I believe 3M's diversity has played, and will play, a key role in driving its earnings and cash flows higher over the years. 3M's profit has dipped during recessionary periods, but the broader trend has been upward:
More importantly, 3M increased its dividends even during those hard-hitting years. In fact, it increased its payout for the 59th straight year earlier this month. Now that's the kind of income security you want in retirement. Better yet, with 3M paying out just about half its net profit and free cash flow in dividends, there's ample room for even higher dividends even if the company's earnings grow at a slower pace going forward.
Here's another interesting tidbit: 3M's dividend has nearly doubled in the past five years, and so has its stock price. Of course, there's no guarantee the stock and its dividends will continue to grow at such torrid pace, but there's no reason to doubt 3M's growth potential, either. When you factor in 3M's rock-solid financials, its return on assets, and management's credibility, it's hard not to pick the stock for your retirement portfolio.
The infrastructure giant awakens from its slumber
Chuck Saletta (Kinder Morgan): Pipeline giant Kinder Morgan saw its shares collapse following its dividend cut in late 2015. Yet it cut its dividend for precisely the right reasons -- to shore up its balance sheet and protect its credit rating from falling into junk-bond territory.

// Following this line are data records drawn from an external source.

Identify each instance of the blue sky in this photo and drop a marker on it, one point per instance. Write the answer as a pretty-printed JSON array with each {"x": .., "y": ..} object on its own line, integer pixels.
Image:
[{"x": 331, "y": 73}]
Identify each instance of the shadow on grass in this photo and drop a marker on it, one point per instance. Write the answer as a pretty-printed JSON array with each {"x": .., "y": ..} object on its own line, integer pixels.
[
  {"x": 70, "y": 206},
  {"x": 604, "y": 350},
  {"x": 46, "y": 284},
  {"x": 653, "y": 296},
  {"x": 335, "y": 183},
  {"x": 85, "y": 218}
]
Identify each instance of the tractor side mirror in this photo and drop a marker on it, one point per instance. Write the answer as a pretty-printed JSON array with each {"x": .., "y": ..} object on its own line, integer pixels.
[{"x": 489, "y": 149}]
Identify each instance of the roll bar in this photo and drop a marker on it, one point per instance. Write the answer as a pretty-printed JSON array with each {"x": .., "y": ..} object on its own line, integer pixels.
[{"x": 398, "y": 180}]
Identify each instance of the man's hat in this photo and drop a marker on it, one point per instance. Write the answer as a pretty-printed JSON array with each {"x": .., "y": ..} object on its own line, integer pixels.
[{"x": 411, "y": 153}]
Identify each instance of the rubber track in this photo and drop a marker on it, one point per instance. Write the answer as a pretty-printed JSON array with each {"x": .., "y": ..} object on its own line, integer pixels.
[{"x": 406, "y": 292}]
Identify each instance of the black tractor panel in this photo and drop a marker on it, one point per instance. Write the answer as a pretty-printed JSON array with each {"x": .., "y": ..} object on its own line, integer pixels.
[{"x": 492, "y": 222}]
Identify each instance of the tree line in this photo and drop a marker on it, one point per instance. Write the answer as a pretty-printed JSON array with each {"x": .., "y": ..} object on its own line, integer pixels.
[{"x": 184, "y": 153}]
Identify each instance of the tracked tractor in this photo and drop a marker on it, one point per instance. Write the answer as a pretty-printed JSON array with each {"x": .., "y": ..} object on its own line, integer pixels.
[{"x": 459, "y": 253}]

As painful as that step was for investors who came to expect or rely on Kinder Morgan's dividend, it's bringing the benefits the company hoped for. Its balance-sheet leverage is now safely in investment-grade territory and is expected to be around the company's target of 5.4 by the end of 2017. In addition to shoring up its balance sheet, the dividend cut helped Kinder Morgan finance more of its growth internally, setting it on a more sustainable and self-sufficient trajectory.
While there's no guarantee until the company announces a dividend increase, Kinder Morgan does anticipate being able to resume raising its dividend in 2018. Thanks to the tough medicine it took starting in late 2015, today's Kinder Morgan is on much more stable financial footing than it was then. Since the dividend cut caused its shares to sink, it stands to reason that resuming dividend increases in a more sustainable manner should help those shares on their road to recovery.
Humbled, stronger, and still generating billions in cash flow, Kinder Morgan looks poised to resume its traditional state of sharing the rewards of its growth with its shareholders through dividend increases. Combine that with a price that represents a reasonable market valuation after its tumble, and it becomes a reasonable candidate for investors looking for stocks to fund a portion of their retirement.